No se puede preparar a los hijos
para el camino con nuestras ideas. Esa otra manida frase, políticamente
correcta, de que todas las ideas son respetables es completamente falsa. Hay
ideas que son eminentemente detestables, y, si con esas ideas se alecciona a un
adolescente, entonces cabe la posibilidad de crear hijos necios, mediocres y
amorales, que son infinitamente peores que los inmorales. Creo que no es
necesario extenderme en ejemplificar esta obviedad, puesto que todos conocemos
una buena cantidad de “ideas respetables” que han llevado a los humanos a las
más profundas ruinas morales. No olvidemos nunca las ideas, apreciadas en su
momento y por millones de personas, de Hitler, Stalin, Mussolini, Truman,
Franco, Milosevic, Pinochet, Pol Pot…). La respetabilidad a las ideas, y esto
los padres deberíamos tenerlo siempre en cuenta, no viene dada cual
circunstancia inalienable de su naturaleza, sino que más bien debería encajar,
para no entrar en otras disquisiciones, en el Imperativo Categórico de Kant,
que reza así: “Obra de tal modo que la máxima de tu voluntad siempre pueda
valer al mismo tiempo como principio de una legislación universal” (Crítica de
la razón práctica). Es decir, haz solamente, lo que resulte bueno para todo el
mundo y no solo para unos pocos. Este aspecto no suele ser valorado por los
padres a la hora de preparar a sus hijos para la vida. Existen muchas maneras
de hacerlo pero no existe en universidad alguna el grado de “ser padres y
madres”. Por esto debemos ser muy prudentes, renunciar al racionalismo –el
procedimiento de Hitler para eliminar a los judíos fue eminentemente racional–
y también al dogmatismo como instrumentos para infundir ideas que tomamos como
axiomas cuando no son otra cosa que opiniones relativas e idealizadas.
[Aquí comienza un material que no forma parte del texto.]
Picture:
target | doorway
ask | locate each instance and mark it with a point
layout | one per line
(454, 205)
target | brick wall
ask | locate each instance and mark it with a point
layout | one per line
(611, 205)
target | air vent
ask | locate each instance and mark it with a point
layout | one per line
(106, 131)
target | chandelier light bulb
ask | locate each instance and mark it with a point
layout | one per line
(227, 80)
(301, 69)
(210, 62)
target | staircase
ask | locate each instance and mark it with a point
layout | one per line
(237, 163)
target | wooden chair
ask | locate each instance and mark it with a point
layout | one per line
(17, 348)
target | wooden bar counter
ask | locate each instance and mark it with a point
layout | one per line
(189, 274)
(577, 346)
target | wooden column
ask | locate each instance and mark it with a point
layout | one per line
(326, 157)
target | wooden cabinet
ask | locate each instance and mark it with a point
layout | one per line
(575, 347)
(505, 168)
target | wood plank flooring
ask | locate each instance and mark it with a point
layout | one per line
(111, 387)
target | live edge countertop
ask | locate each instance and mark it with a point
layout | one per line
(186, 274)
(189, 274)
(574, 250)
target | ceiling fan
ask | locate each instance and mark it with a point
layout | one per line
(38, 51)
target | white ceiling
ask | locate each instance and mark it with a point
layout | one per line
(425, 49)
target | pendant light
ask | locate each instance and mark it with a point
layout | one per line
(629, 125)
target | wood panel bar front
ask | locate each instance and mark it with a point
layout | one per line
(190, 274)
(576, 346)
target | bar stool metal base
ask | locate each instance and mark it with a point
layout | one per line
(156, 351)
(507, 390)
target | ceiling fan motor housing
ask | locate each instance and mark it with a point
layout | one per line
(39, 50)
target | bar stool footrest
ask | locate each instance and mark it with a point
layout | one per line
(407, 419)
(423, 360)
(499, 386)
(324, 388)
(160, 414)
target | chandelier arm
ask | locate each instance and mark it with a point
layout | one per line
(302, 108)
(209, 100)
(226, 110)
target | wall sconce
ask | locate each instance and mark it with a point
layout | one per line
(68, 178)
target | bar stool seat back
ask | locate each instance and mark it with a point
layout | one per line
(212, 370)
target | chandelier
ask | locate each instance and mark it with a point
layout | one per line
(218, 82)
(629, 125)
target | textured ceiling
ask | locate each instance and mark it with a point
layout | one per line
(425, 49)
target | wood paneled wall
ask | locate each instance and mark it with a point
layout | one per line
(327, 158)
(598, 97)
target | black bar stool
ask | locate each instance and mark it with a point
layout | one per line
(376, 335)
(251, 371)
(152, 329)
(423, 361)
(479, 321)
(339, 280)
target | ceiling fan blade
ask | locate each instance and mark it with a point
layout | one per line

En resumen, la labor de los
padres es la de estar al lado de sus hijos, proporcionarles los valores éticos
primordiales y caminar a su lado para tenderles la mano tras cada tropiezo.
Nuestra única esperanza y satisfacción respecto de los hijos debe ser despertar
otra mañana más para tener la oportunidad de tenderles nuevamente la mano. Como
a un amigo.
Ya que he referenciado a Jorge
Manrique, qué mejor que un poema suyo para acabar e ilustrar que no todo lo
antiguo desaparece, pero que muchas cosas cambian. En este verso se puede
intuir todo.
¡Guay[1]
d'aquel que nunca atiende
galardón por su
seruir!
¡Guay de quien jamás
entiende
guarescer ya ni morir!
¡Guay de quien ha de sufrir
grandes males sin
gemido!
¡Guay de quien ha
perdido
gran parte de su
beuir!
Los jóvenes ahora dicen «servir»
en lugar de «seruir», dicen «vivir» en lugar de «beuir», pero siguen diciendo «guay».
[1] Guay ¡ay!: Interjección poética en desuso.
Muy bueno, estupendo: Adjetivo coloquial.
En algunos casos, actualmente, también se utiliza como interjección: ¡Guay, tío!